Não é uma disputa de território, mas de números. Como Vigilância por satéliteo rastreamento digital e a análise avançada mudam a forma como o oceano é monitorado, surge uma nova questão: quem controla as informações que definem a realidade do oceano?
Embora quadros jurídicos como a Convenção das Nações Unidas sobre o Direito do Mar (UNCLOS)Unclos) governam as zonas marítimas, não abordam uma dimensão importante do poder contemporâneo – o controlo sobre a infraestrutura de dados marítimos.
Na prática, esta diferença é cada vez mais importante. Os Estados da Ásia-Pacífico estão a investir em tecnologias que lhes permitem observar a atividade marítima quase em tempo real. Movimento da embarcação Pode ser rastreadoMuito antes de qualquer navio patrulha ser implantado, os padrões de comportamento foram analisados ​​e anomalias detectadas. O mar já não é um lugar vago. É um domínio cada vez mais mapeado e monitorado.
No entanto, esta visibilidade não está distribuída uniformemente. Um pequeno número de atores tecnologicamente avançados – estados e empresas privadas – domínio As pontes de satélite de infra-estruturas, as plataformas de dados e as ferramentas analíticas estão concentradas nas mãos daqueles que têm capacidade para as construir e manter. Para muitos estados costeiros, especialmente no Sudeste Asiático e no Pacífico, o acesso à sensibilização marítima depende de sistemas externos. Isto cria uma camada de dependência geopolítica.
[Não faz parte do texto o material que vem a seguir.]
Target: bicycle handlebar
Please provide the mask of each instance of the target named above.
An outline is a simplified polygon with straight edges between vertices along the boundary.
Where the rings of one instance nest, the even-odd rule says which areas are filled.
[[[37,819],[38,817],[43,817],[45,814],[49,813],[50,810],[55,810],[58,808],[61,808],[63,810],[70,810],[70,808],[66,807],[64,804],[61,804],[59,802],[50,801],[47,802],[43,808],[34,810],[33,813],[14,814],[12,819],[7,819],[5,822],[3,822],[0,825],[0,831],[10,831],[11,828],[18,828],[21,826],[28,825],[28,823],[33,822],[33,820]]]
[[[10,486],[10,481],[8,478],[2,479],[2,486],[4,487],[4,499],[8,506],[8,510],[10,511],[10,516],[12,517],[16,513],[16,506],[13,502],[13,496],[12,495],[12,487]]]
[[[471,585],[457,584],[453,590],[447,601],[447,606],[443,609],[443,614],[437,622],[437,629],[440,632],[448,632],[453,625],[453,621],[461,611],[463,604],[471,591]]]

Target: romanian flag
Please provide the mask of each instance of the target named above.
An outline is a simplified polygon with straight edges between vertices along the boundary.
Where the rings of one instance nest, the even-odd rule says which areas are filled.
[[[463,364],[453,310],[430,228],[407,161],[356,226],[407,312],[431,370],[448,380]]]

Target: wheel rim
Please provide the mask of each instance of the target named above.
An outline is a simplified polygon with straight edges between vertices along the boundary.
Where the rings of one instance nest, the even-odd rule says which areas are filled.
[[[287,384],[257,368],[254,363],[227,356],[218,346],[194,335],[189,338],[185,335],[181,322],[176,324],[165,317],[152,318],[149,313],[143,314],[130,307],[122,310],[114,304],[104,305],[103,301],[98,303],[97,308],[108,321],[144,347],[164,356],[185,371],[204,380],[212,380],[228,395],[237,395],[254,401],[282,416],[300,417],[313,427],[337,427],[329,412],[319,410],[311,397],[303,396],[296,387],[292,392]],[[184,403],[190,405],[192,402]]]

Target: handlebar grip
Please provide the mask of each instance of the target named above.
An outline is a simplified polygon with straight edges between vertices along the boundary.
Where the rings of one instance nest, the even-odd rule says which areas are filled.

Embora a CNUDM conceda aos estados costeiros direitos soberanos sobre as suas zonas económicas exclusivas, a capacidade de exercer esses direitos é cada vez mais mediada pelo acesso aos dados. Está surgindo uma distinção entre soberania legal e soberania informacional. Os Estados podem controlar as suas águas por lei, mas não podem controlar totalmente a informação que revela o que acontece dentro delas.